A content-aware move tool lets people move even complicated objects around an image, with Photoshop handling the hard part.
In the current Photoshop CS5, Adobe introduced a technology called content-aware fill that could automatically fill in a hole left when a portion of the image was excised. In the upcoming CS6, the company will take that idea much farther.
In the company's fourth Photoshop CS6 preview, Photoshop Senior Product Manager Bryan O'Neil Hughes showed two new ways to use the tool.
The existing tool fills in holes by making its best guess where to find filler material elsewhere in the image. O'Neil Hughes said that with the new version, photographers will be able to pick the source of filler on their own.
"What I want is the ability to drive this and tell it what to put where," he said. "People have been asking for this for a while with the patch tool, and that's just what we've given them."
More dramatic is the new content-aware move tool. He used it to center a coin-operated telescope in the image. It had only been crudely selected, but Photoshop did a creditable job figuring out how to remove the original data and reconstruct the new background. (It did have a blurred background, though, which probably made the task easier.)
Some folks fret that photo manipulation tools mean you can't believe what you see in digital photos.

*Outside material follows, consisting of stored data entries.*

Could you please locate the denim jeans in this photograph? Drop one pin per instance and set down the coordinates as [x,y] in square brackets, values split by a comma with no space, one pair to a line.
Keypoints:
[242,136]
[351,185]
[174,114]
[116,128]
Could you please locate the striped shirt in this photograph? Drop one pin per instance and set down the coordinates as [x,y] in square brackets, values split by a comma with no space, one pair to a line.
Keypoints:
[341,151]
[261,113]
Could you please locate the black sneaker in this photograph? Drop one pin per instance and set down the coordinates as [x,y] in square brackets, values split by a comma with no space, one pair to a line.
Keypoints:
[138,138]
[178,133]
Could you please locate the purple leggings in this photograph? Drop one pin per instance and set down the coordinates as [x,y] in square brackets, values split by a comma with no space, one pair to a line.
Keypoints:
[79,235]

In this case, it seems to me that content-aware move doesn't advance what experts can do as much as it makes the process faster, easier, and available to a much larger audience.
Photoshop sin is in the eye of the beholder, though. Photojournalism tends to hold such modifications in disdain, but you can bet that just about every photo you see in an ad has been fiddled with at least a little. And who would want to squelch the photo manipulation imagination of Erik Johansson?
Here's Adobe's video:
O'Neil Hughes also repositioned a figure of a woman in red who was standing in front of grass, a house, and the sky so that she was in front of a different portion of the grass and house. The tool also offers an "extend" mode that he used to lengthen a roof.
Earlier Photoshop CS6 previews revealed a new graphics-chip boost for the liquify filter, a darker user interface, a background save option, easier dotted and dashed line creation, and new raw-image processing controls.
The Creative Suite 6 software is due to arrive in the first half of 2012. Adobe is offering plenty of teasers to whet customers' appetites (and justify the significant purchase, upgrade, and subscription prices). Presumably, though, Adobe will save some scraps of news for the official announcement of the new image-editing software.